Yesterday in the San Francisco Bay, Oracle Team USA clinched the trophy in sailing’s greatest race, America’s Cup. The team narrowly knocked out Team New Zealand, who won four of the first five races. To regain its momentum, Oracle modified its boat, brought Sir Ben Ainslie aboard and proved its worth in dramatic fashion by winning eight races straight. In the final race, the team beat New Zealand by 44 seconds.
The teams competing in the Cup are highly international, comprising Brits, Kiwis, Aussies, Americans. Emirates Team New Zealand was backed by a Dubai-based airline. Ainslie, a four-time British Olympic champion, worked brilliantly with skipper James Spithill and strategist Tom Slingsby – both Aussies – to turn the team’s fortunes around in what some are calling the most dramatic comeback in the history of the sport.
“What a race it had everything,” Spithill told the BBC. “Man, these guys just showed so much heart.”
He continued, “On your own you're nothing, but a team like this can make you look great. We were facing the barrel of a gun at 8-1 and the guys didn't even flinch. Thanks to San Francisco, this is one hell of a day.”
Although the race ended with Oracle lifting the trophy – the Auld Mug – the Kiwis, led by skipper Dean Barker, put in a strong performance and clearly took the lead early on. Things began to change, however, when they began to have trouble dealing with strong winds.
“It's obviously very hard to fathom. We went out there to give it our absolute best shot,” Barker said. “We felt we didn't leave anything on the table. When you're sailing against a boat going that fast it's very hard to swallow. It’s very frustrating. The gains they've made are phenomenal.”
“I'm incredibly proud of our team and what they've achieved but I'm gutted we didn't get the last win we needed to take the Cup back to New Zealand.”
Oracle also won the America’s Cup in 2010, clinching the mug from the Swiss team Alinghi in this extremely upper-crust competition. The winner each year determines the format, venue and timing of the next Cup. The specifications for this year’s Cup, laid out by the winners in 2010, were unique.

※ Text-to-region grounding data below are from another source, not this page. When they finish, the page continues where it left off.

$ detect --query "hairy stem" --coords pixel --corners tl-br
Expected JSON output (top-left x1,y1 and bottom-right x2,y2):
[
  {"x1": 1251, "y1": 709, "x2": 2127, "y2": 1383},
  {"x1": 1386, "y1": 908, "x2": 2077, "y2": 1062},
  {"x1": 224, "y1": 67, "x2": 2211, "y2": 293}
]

Larry Ellison, billionaire Oracle co-founder who sponsors the team, and Oracle team captain Russell Coutts decided that the teams would use 72-foot catamarans with rigid wing sails. This change allowed the teams to reach speeds of more than 50 miles per hour. Some critics did not support this change, especially when Oracle’s catamaran capsized in the San Francisco Bay this May, killing two-time British Olympic medalist Andrew Simpson. Some referred to it as a “billionaire death match.” But the Cup is clearly about much more than money.
Ellison “is obviously financially involved, but that’s not as important to him as the risk that he took in staging this spectacle on San Francisco Bay, in these high-tech catamarans, where nobody thought it was going to take hold, and now it’s taken hold in a bigger way then I think he had dreamed,” said Julian Guthrie, a San Francisco journalist who wrote The Billionaire and the Mechanic.
“You're hitting near freeway speed – over 50 miles an hour,” San Francisco sailor Kimball Livingston told CBS. “These are the fastest boats ever built. We've never seen anything like this in any kind of sailing boat, much less the America's Cup.”
An additional change this year: the races were held closer to shore, allowing easier access to television studios eager to increase audience interest in the sport, which has waned over the years.
Faster boats and slicker televised coverage could be a winning combination for the future of the event.